Alice Canton (born 1986 or 1987) is a New Zealand theatre-maker and performer of Chinese and Pākehā descent.

==Early life==
Canton was born on the West Coast of the South Island of New Zealand in either . Her mother is a New Zealander of Chinese Malaysian descent, with family origins in Sarawak, Borneo. Sources differ whether her mother is a second generation, or third generation New Zealander. Her father is a fourth generation New Zealander of Welsh descent. Canton was raised in Christchurch.

She is a graduate of the University of Canterbury and Toi Whakaari: The New Zealand Drama School, where she graduated in 2012 with a Bachelor of Performing Arts (Acting).

== Career ==
Canton has worked as an actor, director and theatre-maker in New Zealand, and her career since 2011 has included work in arts, education and marketing. Canton creates work with the collective White_Mess, that draws upon theatre making and social practice. Her notable works include Orangutan, White/Other and OTHER [chinese].

=== Orangutan ===
In 2011, Canton travelled to Southeast Asia with support from the Asia New Zealand Foundation, to study performance traditions in mask and shadow puppetry. The trip included time in Indonesia learning the art of Balinese mask carving and dance.

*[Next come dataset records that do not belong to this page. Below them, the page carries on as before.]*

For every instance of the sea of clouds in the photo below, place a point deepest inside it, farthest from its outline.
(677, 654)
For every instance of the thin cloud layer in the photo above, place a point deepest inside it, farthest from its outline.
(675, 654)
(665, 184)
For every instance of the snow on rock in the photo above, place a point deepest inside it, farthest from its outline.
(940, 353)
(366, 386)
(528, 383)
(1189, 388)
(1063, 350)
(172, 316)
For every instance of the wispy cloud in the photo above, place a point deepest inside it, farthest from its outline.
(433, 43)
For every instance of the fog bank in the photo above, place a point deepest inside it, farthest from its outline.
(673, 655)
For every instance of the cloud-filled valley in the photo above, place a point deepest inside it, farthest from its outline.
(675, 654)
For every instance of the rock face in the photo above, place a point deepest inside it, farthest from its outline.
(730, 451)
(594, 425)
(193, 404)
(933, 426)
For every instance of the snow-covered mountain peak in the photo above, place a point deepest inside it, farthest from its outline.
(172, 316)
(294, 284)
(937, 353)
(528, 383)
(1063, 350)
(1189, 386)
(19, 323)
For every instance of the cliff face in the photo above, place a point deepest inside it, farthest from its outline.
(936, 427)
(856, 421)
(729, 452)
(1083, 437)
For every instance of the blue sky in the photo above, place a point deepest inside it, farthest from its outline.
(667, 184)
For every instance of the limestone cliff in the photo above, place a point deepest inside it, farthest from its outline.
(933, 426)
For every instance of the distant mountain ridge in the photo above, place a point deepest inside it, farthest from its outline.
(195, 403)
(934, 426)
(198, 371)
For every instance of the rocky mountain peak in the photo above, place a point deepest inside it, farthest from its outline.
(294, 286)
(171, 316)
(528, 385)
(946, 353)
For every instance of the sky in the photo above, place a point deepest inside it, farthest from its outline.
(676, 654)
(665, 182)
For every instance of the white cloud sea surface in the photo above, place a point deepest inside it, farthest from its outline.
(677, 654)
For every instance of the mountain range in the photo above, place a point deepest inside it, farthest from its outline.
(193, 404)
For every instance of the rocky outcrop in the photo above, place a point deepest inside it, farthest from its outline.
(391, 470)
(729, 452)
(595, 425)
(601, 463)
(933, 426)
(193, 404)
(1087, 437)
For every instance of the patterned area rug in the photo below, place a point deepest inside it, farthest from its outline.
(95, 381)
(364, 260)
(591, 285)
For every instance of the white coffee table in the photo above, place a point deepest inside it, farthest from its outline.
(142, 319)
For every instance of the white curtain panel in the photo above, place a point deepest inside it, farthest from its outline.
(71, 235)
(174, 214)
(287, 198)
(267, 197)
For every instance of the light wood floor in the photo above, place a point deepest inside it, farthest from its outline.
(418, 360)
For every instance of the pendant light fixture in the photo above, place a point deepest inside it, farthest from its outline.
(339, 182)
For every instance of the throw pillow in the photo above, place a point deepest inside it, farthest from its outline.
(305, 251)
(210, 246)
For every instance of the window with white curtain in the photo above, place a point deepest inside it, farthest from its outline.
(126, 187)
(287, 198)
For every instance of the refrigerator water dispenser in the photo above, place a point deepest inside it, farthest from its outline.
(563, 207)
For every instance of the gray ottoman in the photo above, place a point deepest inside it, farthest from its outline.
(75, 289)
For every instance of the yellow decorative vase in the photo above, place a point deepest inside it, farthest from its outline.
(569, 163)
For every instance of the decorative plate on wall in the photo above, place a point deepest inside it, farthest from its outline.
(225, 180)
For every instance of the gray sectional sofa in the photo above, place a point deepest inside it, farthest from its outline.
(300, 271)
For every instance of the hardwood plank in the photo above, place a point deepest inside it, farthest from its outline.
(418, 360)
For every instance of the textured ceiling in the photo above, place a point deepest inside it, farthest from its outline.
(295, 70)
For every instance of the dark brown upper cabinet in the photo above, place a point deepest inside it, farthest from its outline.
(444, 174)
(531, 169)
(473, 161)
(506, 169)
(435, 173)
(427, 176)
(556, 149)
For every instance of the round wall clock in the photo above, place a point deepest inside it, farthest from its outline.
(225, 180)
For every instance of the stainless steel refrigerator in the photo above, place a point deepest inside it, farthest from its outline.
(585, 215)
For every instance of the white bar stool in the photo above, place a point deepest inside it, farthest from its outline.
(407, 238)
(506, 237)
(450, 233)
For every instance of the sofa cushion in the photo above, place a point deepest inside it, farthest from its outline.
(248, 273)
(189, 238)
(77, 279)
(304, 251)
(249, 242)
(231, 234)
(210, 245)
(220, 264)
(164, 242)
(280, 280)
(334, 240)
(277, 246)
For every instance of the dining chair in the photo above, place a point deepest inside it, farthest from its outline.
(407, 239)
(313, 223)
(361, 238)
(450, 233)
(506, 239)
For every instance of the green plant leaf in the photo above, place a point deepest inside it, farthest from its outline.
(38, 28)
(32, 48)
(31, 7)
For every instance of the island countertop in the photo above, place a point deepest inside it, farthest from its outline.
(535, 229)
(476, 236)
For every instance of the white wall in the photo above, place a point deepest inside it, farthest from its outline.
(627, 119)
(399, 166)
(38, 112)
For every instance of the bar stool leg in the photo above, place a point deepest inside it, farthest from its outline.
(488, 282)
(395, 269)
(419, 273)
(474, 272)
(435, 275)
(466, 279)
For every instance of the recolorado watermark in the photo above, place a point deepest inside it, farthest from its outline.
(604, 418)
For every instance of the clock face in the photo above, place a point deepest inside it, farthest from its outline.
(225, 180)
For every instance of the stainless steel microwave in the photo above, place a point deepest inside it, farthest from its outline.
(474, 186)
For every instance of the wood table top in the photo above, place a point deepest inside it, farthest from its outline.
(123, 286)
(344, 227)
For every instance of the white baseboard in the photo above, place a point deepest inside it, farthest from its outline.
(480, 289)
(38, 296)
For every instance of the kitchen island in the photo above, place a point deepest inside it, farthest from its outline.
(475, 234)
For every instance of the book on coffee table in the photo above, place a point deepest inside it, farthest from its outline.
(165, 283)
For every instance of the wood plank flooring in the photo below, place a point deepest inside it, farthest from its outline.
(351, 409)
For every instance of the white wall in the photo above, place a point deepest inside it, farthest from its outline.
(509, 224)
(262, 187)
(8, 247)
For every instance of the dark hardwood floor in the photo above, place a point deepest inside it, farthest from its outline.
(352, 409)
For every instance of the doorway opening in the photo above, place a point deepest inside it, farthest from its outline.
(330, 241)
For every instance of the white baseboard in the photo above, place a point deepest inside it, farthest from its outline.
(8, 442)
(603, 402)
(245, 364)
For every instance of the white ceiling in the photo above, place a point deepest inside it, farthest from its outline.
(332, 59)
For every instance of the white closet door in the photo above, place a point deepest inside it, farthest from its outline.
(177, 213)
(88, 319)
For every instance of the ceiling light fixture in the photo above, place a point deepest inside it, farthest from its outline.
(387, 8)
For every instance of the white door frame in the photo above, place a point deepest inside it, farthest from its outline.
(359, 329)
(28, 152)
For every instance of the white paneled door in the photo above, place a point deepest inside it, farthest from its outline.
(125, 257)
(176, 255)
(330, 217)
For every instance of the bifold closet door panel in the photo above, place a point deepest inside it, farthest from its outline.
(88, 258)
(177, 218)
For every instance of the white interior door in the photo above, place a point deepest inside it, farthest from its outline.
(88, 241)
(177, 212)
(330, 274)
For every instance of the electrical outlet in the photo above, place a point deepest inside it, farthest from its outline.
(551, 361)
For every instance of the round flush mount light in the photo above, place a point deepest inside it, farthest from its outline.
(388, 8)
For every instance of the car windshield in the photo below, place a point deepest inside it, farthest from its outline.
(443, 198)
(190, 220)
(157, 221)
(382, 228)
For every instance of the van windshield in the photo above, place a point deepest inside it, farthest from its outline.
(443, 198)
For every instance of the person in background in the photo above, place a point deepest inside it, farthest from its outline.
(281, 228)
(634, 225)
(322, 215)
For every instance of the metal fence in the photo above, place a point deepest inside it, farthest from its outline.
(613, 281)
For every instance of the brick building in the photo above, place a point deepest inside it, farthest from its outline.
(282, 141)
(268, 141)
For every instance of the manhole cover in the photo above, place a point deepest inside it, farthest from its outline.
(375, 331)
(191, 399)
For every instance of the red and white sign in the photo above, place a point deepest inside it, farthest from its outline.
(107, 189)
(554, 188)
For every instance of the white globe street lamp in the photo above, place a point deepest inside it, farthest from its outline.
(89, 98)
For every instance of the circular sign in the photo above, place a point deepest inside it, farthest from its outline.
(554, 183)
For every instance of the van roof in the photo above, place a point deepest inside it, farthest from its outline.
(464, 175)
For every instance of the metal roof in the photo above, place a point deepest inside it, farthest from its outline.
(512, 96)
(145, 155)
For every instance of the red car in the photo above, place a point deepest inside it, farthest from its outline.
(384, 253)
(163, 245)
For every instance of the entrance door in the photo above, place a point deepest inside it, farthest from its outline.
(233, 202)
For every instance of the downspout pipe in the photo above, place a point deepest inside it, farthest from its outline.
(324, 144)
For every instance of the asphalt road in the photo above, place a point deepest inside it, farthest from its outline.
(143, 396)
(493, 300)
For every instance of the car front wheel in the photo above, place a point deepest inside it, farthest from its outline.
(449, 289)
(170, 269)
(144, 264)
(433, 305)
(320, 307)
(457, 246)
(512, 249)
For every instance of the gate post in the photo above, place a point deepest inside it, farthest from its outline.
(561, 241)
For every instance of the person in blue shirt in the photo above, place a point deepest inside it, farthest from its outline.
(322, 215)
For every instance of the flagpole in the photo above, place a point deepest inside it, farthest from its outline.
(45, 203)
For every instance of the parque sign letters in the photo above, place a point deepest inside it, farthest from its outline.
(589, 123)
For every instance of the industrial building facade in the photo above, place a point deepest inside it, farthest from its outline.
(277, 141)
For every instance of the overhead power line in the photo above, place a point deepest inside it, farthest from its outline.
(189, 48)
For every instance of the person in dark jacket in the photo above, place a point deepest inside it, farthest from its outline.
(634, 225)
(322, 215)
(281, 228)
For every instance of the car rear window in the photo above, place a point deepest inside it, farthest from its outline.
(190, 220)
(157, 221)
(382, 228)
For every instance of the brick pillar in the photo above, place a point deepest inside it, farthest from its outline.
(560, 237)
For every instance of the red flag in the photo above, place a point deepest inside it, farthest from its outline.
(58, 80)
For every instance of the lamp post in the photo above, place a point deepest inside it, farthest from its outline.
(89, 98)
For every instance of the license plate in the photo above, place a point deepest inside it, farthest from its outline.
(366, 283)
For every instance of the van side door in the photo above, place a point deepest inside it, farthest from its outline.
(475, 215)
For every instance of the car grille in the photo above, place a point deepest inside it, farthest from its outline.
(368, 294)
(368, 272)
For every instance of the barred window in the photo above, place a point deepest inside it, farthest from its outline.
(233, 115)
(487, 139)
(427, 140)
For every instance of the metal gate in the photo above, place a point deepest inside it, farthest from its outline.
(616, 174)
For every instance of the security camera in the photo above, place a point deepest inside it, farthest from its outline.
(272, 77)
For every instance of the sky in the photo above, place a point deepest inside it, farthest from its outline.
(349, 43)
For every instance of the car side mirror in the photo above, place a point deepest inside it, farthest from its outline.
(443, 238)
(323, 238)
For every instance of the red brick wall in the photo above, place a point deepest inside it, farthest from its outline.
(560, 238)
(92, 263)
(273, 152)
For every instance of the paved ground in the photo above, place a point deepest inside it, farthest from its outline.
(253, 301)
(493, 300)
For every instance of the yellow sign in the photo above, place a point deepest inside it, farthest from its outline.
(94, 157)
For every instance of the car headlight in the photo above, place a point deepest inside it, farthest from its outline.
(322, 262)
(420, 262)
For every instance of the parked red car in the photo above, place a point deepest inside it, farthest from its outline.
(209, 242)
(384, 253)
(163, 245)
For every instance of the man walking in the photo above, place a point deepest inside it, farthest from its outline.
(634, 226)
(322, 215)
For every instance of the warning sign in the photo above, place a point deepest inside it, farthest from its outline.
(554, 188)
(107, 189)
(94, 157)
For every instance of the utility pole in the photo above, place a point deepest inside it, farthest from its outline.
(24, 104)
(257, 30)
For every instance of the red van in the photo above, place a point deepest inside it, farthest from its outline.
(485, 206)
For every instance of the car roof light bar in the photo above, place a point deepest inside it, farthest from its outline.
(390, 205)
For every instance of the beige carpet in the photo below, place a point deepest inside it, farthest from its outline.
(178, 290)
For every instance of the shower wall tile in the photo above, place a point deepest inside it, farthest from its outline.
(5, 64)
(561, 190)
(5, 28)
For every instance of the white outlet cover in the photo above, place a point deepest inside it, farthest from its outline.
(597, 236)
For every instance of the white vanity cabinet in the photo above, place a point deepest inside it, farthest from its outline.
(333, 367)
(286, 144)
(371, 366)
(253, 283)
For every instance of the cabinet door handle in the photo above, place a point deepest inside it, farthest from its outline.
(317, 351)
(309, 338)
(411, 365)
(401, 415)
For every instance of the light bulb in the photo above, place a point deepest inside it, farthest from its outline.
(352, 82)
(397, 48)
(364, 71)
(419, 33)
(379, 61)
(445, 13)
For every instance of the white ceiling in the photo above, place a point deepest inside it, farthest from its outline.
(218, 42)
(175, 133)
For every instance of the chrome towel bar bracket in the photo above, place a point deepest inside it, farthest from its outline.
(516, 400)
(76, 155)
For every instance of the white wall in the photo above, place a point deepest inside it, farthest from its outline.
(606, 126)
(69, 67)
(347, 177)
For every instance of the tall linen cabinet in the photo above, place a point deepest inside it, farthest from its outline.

In 2015 after a five-week residency with the Christchurch dance organisation Movement Art Practice Canton created a solo performance Orangutan that she performed drawing on her experience in Indonesia. The show is set in the rainforest of Borneo and is performed with a mask and without spoken language. It tells the story of the struggle of the orangutan resulting from resource extraction and industrialisation. Canton says about the work:

I wanted to develop a non-verbal work that could be viewed widely and without the limitation of spoken language. Masks can be profound and universal, and I wanted to paint rich images that could speak to multiple layers.

Orangutan premiered at The Basement Theatre, Auckland from 30 June - 3 July 2015. In 2016, Canton staged Orangutan at Edgewater College and five other schools around the city, as part of Basement Theatre's schools programme.

===White/Other===
In 2016 Canton created White/Other, a solo performance piece about racial identity and racism. The show uses poetry, metaphor, observations, dance and projection and premiered in April 2016 at The Basement Theatre, Auckland.

===OTHER [chinese]===
OTHER [chinese] is a documentary theatre project involving live documentary, and deals with issues of identity and belonging. Audiences experience insights from those who identify as Chinese. The show premiered at the Q Theatre in Auckland in September 2017. The project was part of the 2021 Dunedin Arts Festival and Festival of Colour in Wānaka.

== Honours and awards ==

In 2015, at the Annual Auckland Theatre Awards, Canton won the Equity New Zealand Award for Best Show by an Emerging Artist for her work Orangutan.

In 2017, Canton won Best Show of 2017 (Metro Magazine) for her documentary-theatre project OTHER [chinese]. This production also featured at the Auckland Theatre Awards where she won the Excellence Award for Overall Production, and the Hackman Cup for Most Original Production, presented by the Prime Minister Jacinda Ardern.